La celebrazione del colpevole può essere prima di tutto ricondotta all’esasperata inclinazione alla spettacolarizzazione propria dei mezzi televisivi e della carta stampata, nella quale il carnefice è molto più attraente della vittima. Ma la spettacolarizzazione da sola non basta a spiegare la tendenza all’ esaltazione del colpevole. La psicologia sociale ha da tempo evidenziato che l’identificazione con la vittima può essere ostacolata da vari meccanismi di difesa, che hanno il fine di proteggerci dall’idea angosciante che la vittima sia stata colpita per caso e che la stessa cosa potrebbe succedere anche a noi. Ad ognuno di noi fa comodo la confortante idea che il male non ci possa colpire se non andiamo a cercarcelo e così si fa strada l’idea che la vittima sia in qualche modo responsabile per quello che le è capitato. Questa valutazione è particolarmente esplicita nei casi di violenza sessuale, quando è facile insinuare una corresponsabilità della vittima, che di certo vestiva in modo indecente, aveva assunto un atteggiamento equivoco e così via.
Le vittime, insomma, spesso non piacciono molto e l’identificazione è spesso ostacolata dal timore di diventare come loro. Ma nei casi di cronaca recenti si trovano processi difensivi più insidiosi e pericolosi: siamo in pieno disimpegno morale. Il termine, coniato da Albert Bandura, include una varietà di meccanismi di ‘disattivazione selettiva’ della coscienza. Sono ad es. la ‘giustificazione morale’ (fare appello a principi superiori), il ‘confronto vantaggioso’ (paragonare un’offesa con un’offesa ancora più grave), il ‘dislocamento della responsabilità’ (su un’autorità o soggetti diversi) o ‘diffusione di responsabilità’ (una sorta di divisione collettiva della colpa). Tali meccanismi consentono di realizzare una scissione tra la sfera dei valori che si continua a professare e le condotte che si pongono in atto in evidente contrasto con i primi. Consentono di separare la trasgressione dalla riprovazione, e di conseguenza di preservare il proprio sistema di valori e la concezione di sé come persona degna, pur agendo in modi del tutto indegni. Il disimpegno morale è in genere utilizzato per proteggere la propria immagine anche in presenza di azioni fortemente immorali, ma il meccanismo è lo stesso anche nei confronti di azioni altrui: si ha una assoluzione indiretta o preventiva. Ecco allora che l’esaltazione del colpevole serve a giustificare le proprie condotte aggressive e violente. Non importa se non commetteremo mai stupri o omicidi, ma se possono essere accettati ed assolti i delitti efferati, a maggior ragione possono essere assolte le ‘nostre’ piccole violenze e cattive azioni quotidiane.
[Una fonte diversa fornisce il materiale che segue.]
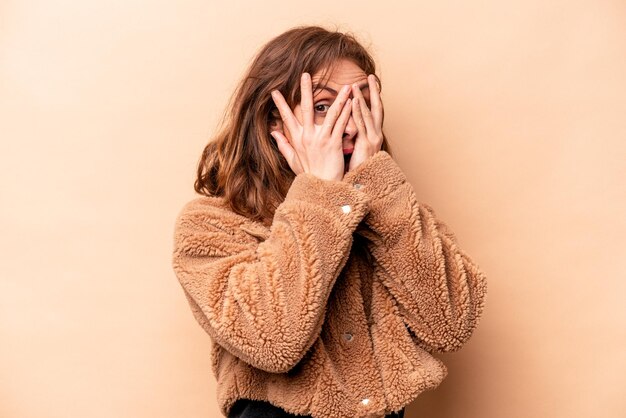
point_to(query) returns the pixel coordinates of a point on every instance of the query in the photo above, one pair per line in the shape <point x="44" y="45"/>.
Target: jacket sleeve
<point x="439" y="290"/>
<point x="265" y="302"/>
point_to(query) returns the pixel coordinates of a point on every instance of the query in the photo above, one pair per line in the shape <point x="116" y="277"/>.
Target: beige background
<point x="509" y="118"/>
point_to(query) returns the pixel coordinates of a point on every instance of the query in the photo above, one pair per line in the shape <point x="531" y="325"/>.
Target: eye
<point x="319" y="108"/>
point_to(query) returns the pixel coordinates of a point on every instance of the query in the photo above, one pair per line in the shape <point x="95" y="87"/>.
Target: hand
<point x="311" y="148"/>
<point x="369" y="139"/>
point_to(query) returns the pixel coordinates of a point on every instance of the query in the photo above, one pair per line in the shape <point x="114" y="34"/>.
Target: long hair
<point x="242" y="163"/>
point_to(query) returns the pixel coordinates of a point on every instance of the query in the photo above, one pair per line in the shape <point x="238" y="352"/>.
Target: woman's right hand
<point x="311" y="148"/>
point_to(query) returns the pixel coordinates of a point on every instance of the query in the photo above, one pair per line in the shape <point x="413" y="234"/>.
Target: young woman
<point x="325" y="285"/>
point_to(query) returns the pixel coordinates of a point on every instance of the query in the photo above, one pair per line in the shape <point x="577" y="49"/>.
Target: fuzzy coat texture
<point x="300" y="317"/>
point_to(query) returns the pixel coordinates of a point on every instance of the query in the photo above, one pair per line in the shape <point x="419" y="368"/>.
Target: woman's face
<point x="345" y="72"/>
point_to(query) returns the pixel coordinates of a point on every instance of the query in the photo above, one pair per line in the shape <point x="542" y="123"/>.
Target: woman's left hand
<point x="369" y="124"/>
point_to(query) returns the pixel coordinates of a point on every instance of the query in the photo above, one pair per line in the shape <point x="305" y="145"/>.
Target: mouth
<point x="346" y="159"/>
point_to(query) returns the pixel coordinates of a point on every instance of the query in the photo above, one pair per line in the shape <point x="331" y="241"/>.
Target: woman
<point x="324" y="284"/>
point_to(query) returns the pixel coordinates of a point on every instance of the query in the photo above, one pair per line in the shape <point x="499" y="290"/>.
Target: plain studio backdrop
<point x="509" y="118"/>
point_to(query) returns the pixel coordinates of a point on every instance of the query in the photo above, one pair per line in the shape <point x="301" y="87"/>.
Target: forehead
<point x="344" y="72"/>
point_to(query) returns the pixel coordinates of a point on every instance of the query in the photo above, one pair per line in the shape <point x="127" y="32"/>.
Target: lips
<point x="346" y="158"/>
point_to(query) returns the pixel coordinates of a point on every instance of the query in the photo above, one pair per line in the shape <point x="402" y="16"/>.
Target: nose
<point x="350" y="131"/>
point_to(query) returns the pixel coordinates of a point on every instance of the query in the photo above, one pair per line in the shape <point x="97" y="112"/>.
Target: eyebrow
<point x="363" y="86"/>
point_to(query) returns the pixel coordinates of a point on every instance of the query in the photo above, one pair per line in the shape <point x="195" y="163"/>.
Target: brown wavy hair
<point x="242" y="163"/>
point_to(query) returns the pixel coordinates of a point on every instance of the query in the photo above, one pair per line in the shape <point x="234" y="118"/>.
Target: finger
<point x="335" y="110"/>
<point x="306" y="100"/>
<point x="342" y="121"/>
<point x="358" y="118"/>
<point x="365" y="112"/>
<point x="285" y="112"/>
<point x="376" y="101"/>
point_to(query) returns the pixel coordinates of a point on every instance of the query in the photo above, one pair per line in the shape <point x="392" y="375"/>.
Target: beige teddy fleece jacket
<point x="300" y="317"/>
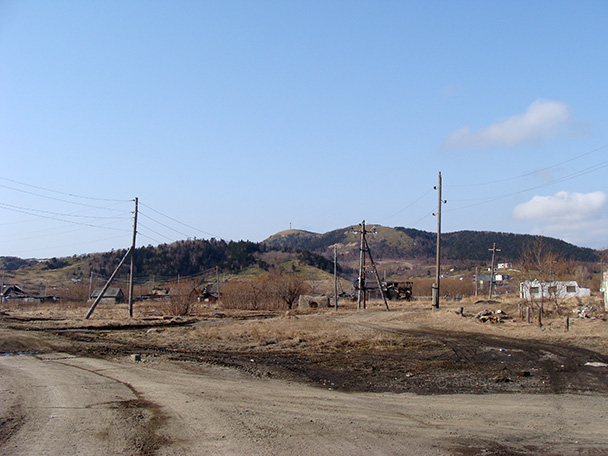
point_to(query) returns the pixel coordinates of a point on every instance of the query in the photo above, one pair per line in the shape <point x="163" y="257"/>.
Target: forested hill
<point x="409" y="243"/>
<point x="182" y="258"/>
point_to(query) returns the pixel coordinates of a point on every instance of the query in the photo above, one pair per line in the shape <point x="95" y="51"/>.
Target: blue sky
<point x="239" y="119"/>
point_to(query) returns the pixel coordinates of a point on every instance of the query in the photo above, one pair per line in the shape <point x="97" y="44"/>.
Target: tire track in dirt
<point x="562" y="367"/>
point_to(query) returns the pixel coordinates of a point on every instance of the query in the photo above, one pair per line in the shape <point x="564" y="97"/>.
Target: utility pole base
<point x="435" y="295"/>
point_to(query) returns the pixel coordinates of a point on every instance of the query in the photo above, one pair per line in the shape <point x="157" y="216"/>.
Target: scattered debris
<point x="596" y="364"/>
<point x="494" y="317"/>
<point x="584" y="312"/>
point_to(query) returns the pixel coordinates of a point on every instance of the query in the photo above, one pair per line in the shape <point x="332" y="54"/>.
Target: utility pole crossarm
<point x="132" y="260"/>
<point x="493" y="266"/>
<point x="436" y="286"/>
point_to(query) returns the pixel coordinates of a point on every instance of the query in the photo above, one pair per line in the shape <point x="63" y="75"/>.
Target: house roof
<point x="112" y="292"/>
<point x="14" y="290"/>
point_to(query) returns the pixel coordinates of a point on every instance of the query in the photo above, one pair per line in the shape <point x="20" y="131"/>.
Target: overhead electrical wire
<point x="162" y="224"/>
<point x="63" y="193"/>
<point x="96" y="217"/>
<point x="181" y="223"/>
<point x="576" y="174"/>
<point x="59" y="219"/>
<point x="531" y="173"/>
<point x="406" y="207"/>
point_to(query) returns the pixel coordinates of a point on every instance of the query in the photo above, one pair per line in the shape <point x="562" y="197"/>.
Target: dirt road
<point x="53" y="403"/>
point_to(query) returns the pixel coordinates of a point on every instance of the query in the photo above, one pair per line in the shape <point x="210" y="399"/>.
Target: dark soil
<point x="425" y="362"/>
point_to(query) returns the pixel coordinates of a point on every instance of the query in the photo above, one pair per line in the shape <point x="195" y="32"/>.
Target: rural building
<point x="554" y="289"/>
<point x="14" y="293"/>
<point x="211" y="292"/>
<point x="111" y="296"/>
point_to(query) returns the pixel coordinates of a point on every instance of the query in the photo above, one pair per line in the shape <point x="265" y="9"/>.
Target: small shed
<point x="14" y="293"/>
<point x="554" y="289"/>
<point x="113" y="295"/>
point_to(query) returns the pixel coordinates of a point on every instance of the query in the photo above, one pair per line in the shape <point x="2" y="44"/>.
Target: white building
<point x="555" y="289"/>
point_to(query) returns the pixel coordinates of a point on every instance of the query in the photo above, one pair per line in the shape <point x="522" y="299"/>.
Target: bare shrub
<point x="181" y="299"/>
<point x="274" y="291"/>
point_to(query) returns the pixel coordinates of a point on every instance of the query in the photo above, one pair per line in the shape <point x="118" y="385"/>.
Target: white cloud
<point x="578" y="218"/>
<point x="563" y="206"/>
<point x="542" y="120"/>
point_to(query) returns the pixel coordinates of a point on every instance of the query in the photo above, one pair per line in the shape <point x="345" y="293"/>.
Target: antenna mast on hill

Bisogna disinnescare tali meccanismi, smascherandoli e consentendo una maggiore vigilanza, sia individuale che sociale. In particolare la capacità di autoriflessione è condizione essenziale per accedere alla sfera dei valori ed orientarla in accordo con i propri standard morali. Anche se dentro ognuno di noi c’è un piccolo Caino da giustificare e proteggere, dobbiamo cercare di non perdere di vista l’elementare verità che chi è stato ucciso è Abele e chi ha ucciso è Caino.